Other than that, generics have not really solved an actual problem for me in the real world. Nice to have, but too mush fuss about nothing relevant.
Other than that, generics have not really solved an actual problem for me in the real world. Nice to have, but too mush fuss about nothing relevant.
It's very subjective but my gut feeling is they probably didn't expand their community much by adding generics to the language.
No, it still feels like programming with a blindfold on and one hand tied behind my back. I truly don't get it. I've worked with a lot of languages and paradigms, am not a zealot by any means. Other than fast compiles and easy binary distribution, I don't see any value here, and I see even experienced Go programmers constantly wasting time writing unreadable boilerplate to work around the bad language design. I know I must be missing something because some people much smarter than me like this language, but... what is it?

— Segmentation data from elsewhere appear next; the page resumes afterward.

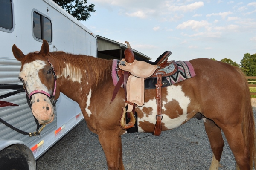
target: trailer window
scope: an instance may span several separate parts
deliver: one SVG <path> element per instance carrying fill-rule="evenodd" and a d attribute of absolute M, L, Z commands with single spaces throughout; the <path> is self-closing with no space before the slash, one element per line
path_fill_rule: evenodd
<path fill-rule="evenodd" d="M 33 12 L 33 32 L 36 38 L 52 42 L 51 20 L 35 12 Z"/>
<path fill-rule="evenodd" d="M 0 1 L 0 27 L 11 30 L 13 27 L 12 5 L 11 0 Z"/>

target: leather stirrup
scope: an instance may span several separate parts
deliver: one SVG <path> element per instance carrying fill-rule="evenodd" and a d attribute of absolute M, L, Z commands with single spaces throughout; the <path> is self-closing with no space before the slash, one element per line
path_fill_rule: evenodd
<path fill-rule="evenodd" d="M 130 117 L 130 121 L 128 124 L 126 124 L 125 120 L 125 114 L 126 113 L 126 109 L 125 107 L 122 107 L 122 114 L 121 115 L 121 118 L 119 121 L 119 126 L 121 128 L 125 130 L 126 130 L 131 127 L 133 127 L 135 124 L 136 121 L 136 118 L 134 115 L 133 112 L 129 112 Z"/>

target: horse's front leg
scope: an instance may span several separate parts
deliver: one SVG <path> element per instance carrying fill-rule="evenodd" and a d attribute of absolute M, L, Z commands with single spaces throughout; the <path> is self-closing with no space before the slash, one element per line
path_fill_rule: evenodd
<path fill-rule="evenodd" d="M 99 140 L 105 153 L 108 170 L 124 170 L 121 136 L 116 132 L 104 132 Z"/>

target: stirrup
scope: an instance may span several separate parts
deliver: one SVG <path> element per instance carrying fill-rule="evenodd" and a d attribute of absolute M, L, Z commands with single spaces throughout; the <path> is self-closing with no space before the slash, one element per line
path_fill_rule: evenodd
<path fill-rule="evenodd" d="M 122 114 L 121 115 L 121 118 L 119 121 L 119 126 L 121 128 L 125 130 L 126 130 L 129 128 L 131 128 L 134 127 L 136 121 L 136 118 L 134 115 L 132 111 L 129 112 L 130 117 L 131 118 L 130 122 L 128 124 L 126 124 L 125 120 L 125 114 L 126 113 L 126 109 L 125 107 L 122 108 Z"/>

If you "other than" two huge-for-many-use-cases good things, sure, it might look bad. ;)
But I would add good overall performance and in particular straightforward flexible concurrency support to the list of good things.

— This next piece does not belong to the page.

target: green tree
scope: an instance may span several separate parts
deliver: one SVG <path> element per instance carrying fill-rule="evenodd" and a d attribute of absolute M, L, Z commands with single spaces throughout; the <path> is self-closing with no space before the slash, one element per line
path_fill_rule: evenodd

And IMO once you're in the set of "things with good perf" there's generally a lot of "boilerplate" of one sort or another anyway.
I still remember people gaslighting everyone that any feature Go had was ESSENTIAL, and every feature Go didn't have was USELESS or too complicated for mere mortals "delivering value".
And the fast compiles at least are in big parts because the language is so horrendously basic. Can't get hung up on checking type constraints if you barely have any.
I'd say this is still the norm in discourse around Go, it's just that the goalposts have moved somewhat since it has more features now.